Тинторетто: Минерва, удерживающая Марса. Венеция, Палаццо Дюкале
Рубенс: Венера и Адонис. Санкт-Петербург, Эрмитаж
Как быть со «скорбной женщиной» — несчастной Европой? Каков ее онтологический статус? Мы зовем ее персонификацией, но в античности она вполне могла сойти за божество. Тихе, или, скажем, олицетворения городов, провинций и царств, например, Рима, безусловно не воспринимались как простые абстракции. Им возводили храмы и приносили жертвы. Если верить в Марса и Алекто, то надо верить и в Европу.
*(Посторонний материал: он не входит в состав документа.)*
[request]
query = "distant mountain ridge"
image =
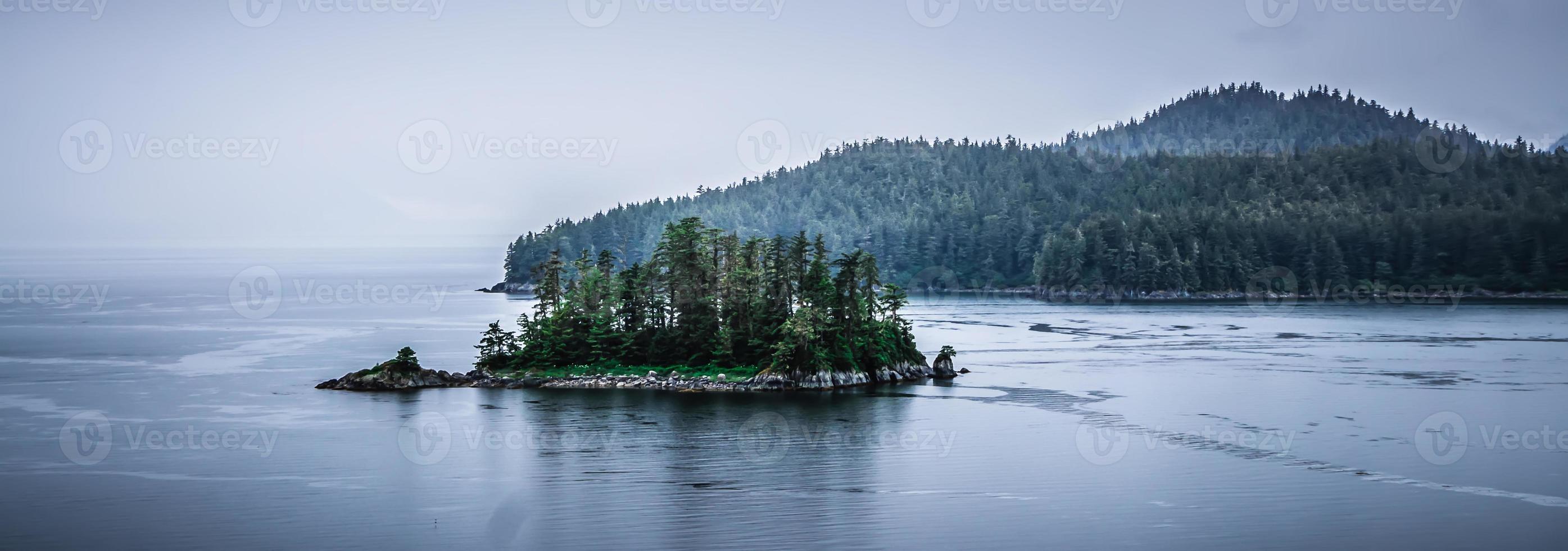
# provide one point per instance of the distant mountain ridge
(1172, 201)
(1213, 120)
(1561, 143)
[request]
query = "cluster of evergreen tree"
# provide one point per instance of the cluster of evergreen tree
(1363, 195)
(711, 299)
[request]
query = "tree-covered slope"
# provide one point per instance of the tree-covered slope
(1377, 195)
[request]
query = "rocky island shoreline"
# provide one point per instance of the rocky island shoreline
(388, 377)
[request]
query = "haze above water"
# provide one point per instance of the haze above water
(1168, 426)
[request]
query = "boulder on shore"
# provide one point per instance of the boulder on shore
(943, 368)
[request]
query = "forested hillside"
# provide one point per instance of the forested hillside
(1374, 197)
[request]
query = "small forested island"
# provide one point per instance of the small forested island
(706, 311)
Именно эта традиция представлять богов в человеческом (даже слишком человеческом) обличье и осеняет далеко не «бестелесные» персонификации.
Никто не ответит, что такое Голод и Чума — боги, которых надо задабривать жертвами, демоны, которых следует бояться и изгонять, или простые абстракции. Однако Рубенс изображает их «неразлучными спутниками войны», и здесь он строго следует древнему обычаю. Гомер рассказывает нам, что бегство дрожащее — спутник Ужаса (Илиада, IX, 2), а Ужас — сын Арея (Илиада, XIII, 299).[414] Если в нашем представлении божество существует независимо, а персонификация — всего лишь как символическая фигура, то Рубенс, в соответствии с традицией, пренебрегает этим различием. Он не только превращает божества в живые персонификации, а персонификации — в демонов, свободно взаимодействующих с реальными людьми: зодчими и плачущими матерьяи, он еще и смешивает реальные объекты — книги и рисунки — с эмблемами, изначально воспринимавшимися как «атрибуты» или олицетворения. Мы помним «развязанный пучок копий или стрел с соединявшей их веревкой. Связанные вместе, они служат эмблемой согласия, равно как кадуцей и оливковая ветвь — символ мира».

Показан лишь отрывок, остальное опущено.